Pathogenesis of severe malaria is associated with the mature or late trophozoite stage of the parasite s intra-erythrocyte life cycle. At this stage the intracellular parasite expresses parasite derived proteins on the surface of the red blood cell (RBCs) that bind to host endothelial receptors. This cytoadhesion ultimately allows the parasite to multiply unhindered by the host resulting in high parasitaemia levels which is associated with the extent of the symptoms associated with severe malaria. There is currently no effective vaccine available for malaria and available antimalarial drugs are often compromised by rapidly developing drug resistance. Therefore there is an urgent need to identify novel drug targets for the treatment of severe malaria and to explore therapeutic agents that can be used as adjuncts to the currently available anti-malarial drugs. Statins, also known as 3-hydroxy-3-methylglutaryl coenzyme A (HMG-CoA) reductase inhibitors, have been identified as a potential adjunctive therapy for severe malaria due to their pleiotropic effects which include anti-cytoadhesive activity. The aim of this study was to characterise cytoadhesive related parasite proteins that are expressed on the surface of parasitised RBCs and then to assess the effects of a classic statin, lovastatin, on these parasite proteins. This was done in order to provide improved insight and extend existing knowledge on the potential role statins may have in treating severe malaria.
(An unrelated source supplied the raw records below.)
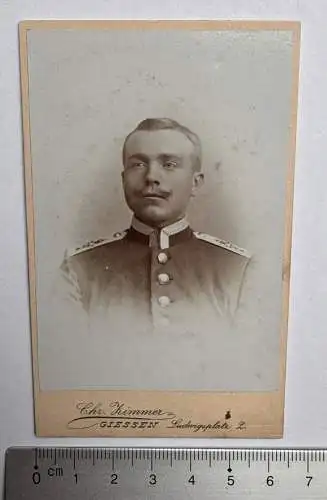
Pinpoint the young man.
[62,118,250,332]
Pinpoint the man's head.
[122,118,203,227]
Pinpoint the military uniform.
[61,217,250,331]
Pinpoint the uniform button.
[158,295,170,307]
[158,273,170,285]
[158,252,168,264]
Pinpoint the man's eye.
[130,161,146,168]
[163,160,177,168]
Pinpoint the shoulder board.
[194,232,251,259]
[68,230,127,256]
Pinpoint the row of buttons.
[157,252,171,307]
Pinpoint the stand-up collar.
[127,216,193,250]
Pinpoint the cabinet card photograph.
[19,21,300,437]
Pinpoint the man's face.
[122,129,203,227]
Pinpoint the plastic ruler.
[5,447,327,500]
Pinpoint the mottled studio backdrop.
[28,29,292,391]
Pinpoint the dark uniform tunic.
[62,218,250,333]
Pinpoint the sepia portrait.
[20,21,299,437]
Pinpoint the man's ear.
[191,172,204,196]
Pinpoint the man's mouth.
[142,192,168,200]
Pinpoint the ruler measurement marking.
[7,447,327,500]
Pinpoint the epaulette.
[68,230,127,256]
[194,232,251,259]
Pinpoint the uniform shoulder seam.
[194,231,251,259]
[67,230,127,257]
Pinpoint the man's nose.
[145,161,161,184]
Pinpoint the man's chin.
[135,207,173,227]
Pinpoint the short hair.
[123,118,202,171]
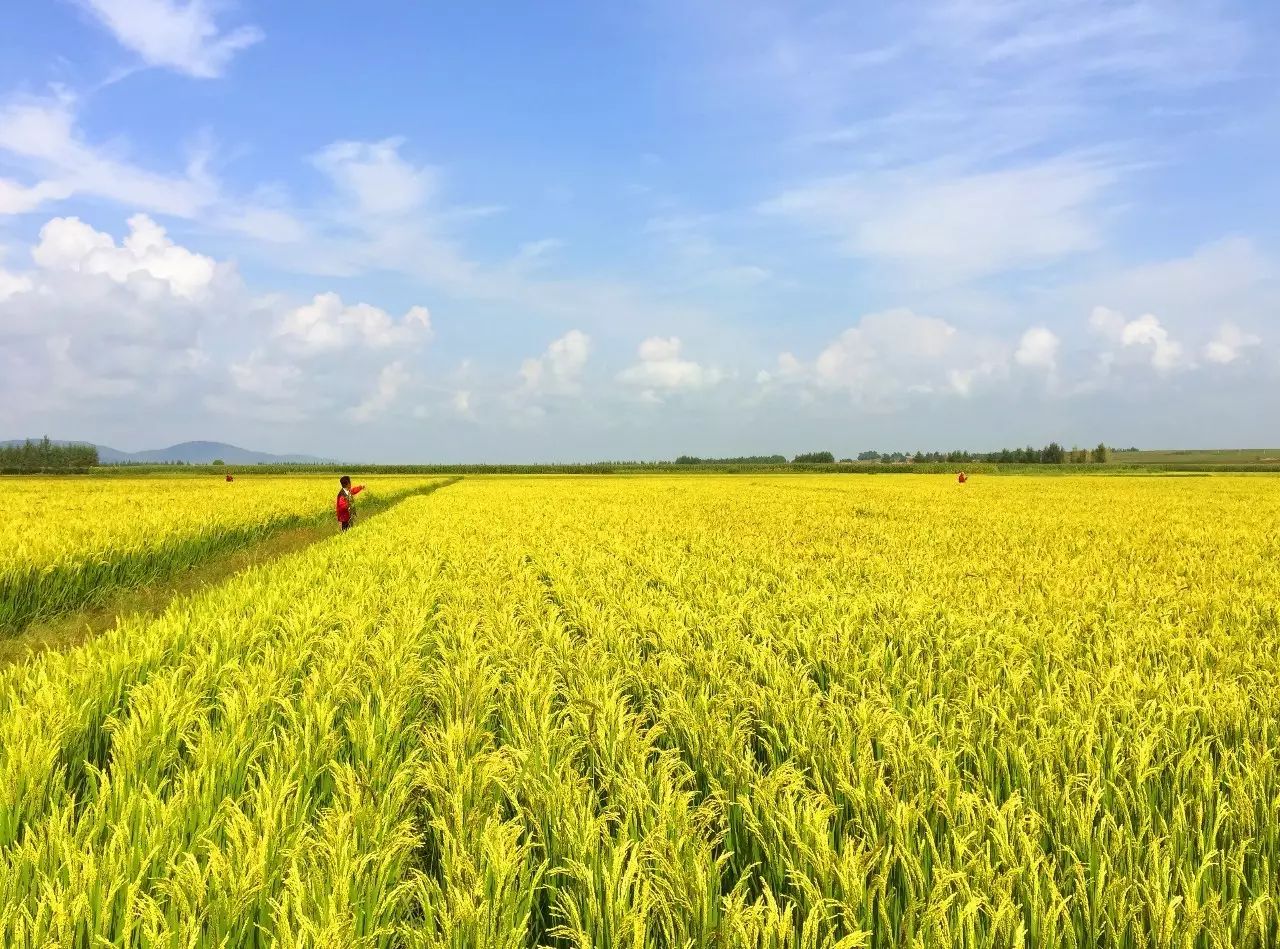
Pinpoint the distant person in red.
[338,475,365,530]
The P. falciparum 3D7 strain was efficiently synchronised and cultured according to standard culturing procedures and selective harvesting provided a 90% enrichment of narrowly synchronised cultures at the late trophozoite stage (35 -40 hours post invasion). Scanning electron microscopy (SEM) was used to successfully illustrate parasite induced morphological changes to the surface of parasitised RBCs which included parasitic knob structures, a characteristic feature of severe malaria.
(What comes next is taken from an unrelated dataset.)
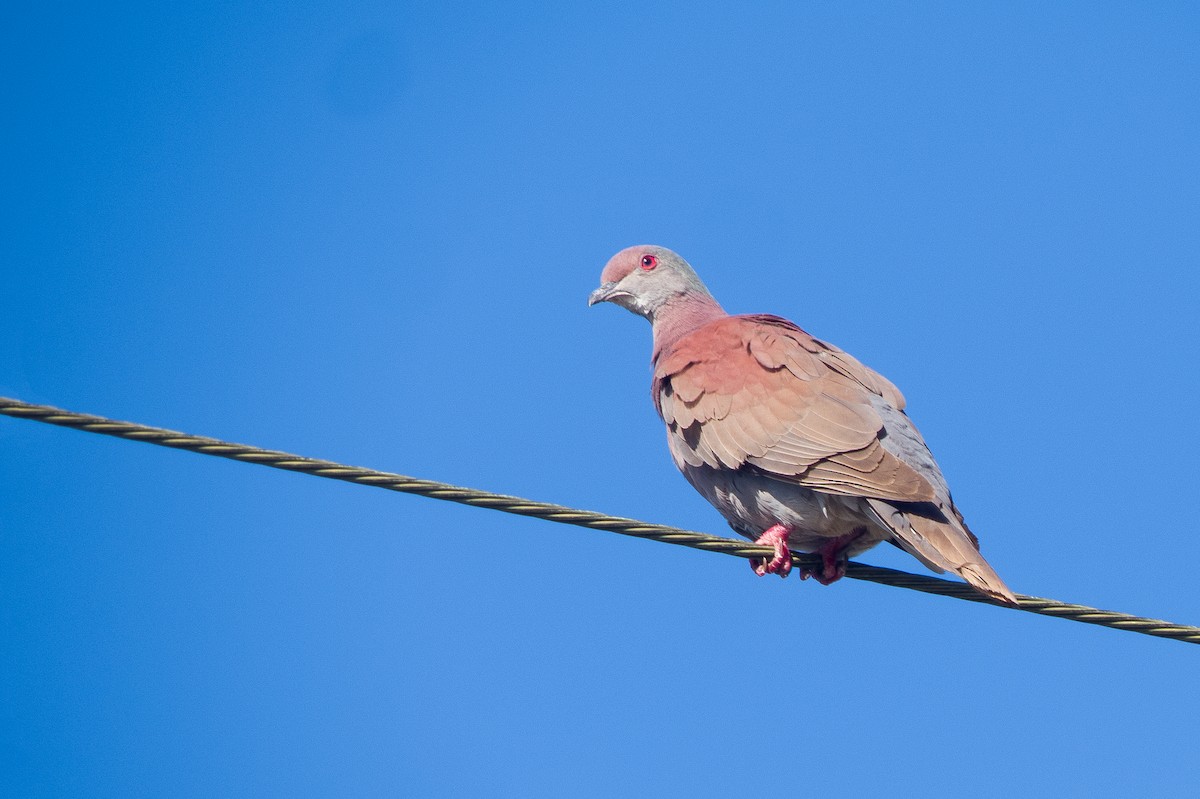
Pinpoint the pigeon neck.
[652,294,730,361]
Isolation of membranes of equivalent RBCs and parasitised RBCs that were untreated and treated with 10 ?M of lovastatin was optimised and surface proteins were fractionated using sodium dodecyl sulfate polyacrylamide gel electrophoresis (SDS-PAGE). Bands of interest that were visually apparent on Stain Free imaged gels and Coomassie brilliant blue stained gels were excised and in-gel trypsinised followed by peptide sequencing by liquid chromatography tandem mass spectrometry (LC-MS/MS). Advanced proteomic software was then used to successfully confirm the identity of key RBC structural membrane proteins as well as several parasite surface proteins, such as P. falciparum erythrocyte membrane protein 1 (PfEMP1), P. falciparum erythrocyte membrane protein 3 (PfEMP3), P. falciparum knob associated histidine rich protein (PfKAHRP), P. falciparum mature infected erythrocyte surface antigen (PfMESA) and P. falciparum cytoadhesion linked asexual gene (PfCLAG) proteins. These cytoadhesive related proteins were identified on the membranes of parasitised RBCs that were treated with lovastatin thus suggesting that although lovastatin has the ability to retard cytoadhesion it is apparently not through the inhibition of expression of parasite derived adhesion proteins. The study also highlighted the need for stringent controls when using label-free proteomics to assess differential protein expression. The effects of lovastatin on protein abundance were inconclusive due to the low abundance of these proteins. This study demonstrated the potential of combining pharmacological studies with advanced proteomic techniques where the effects of physiological relevant concentrations of a drug were successfully assessed at the parasite protein expression level.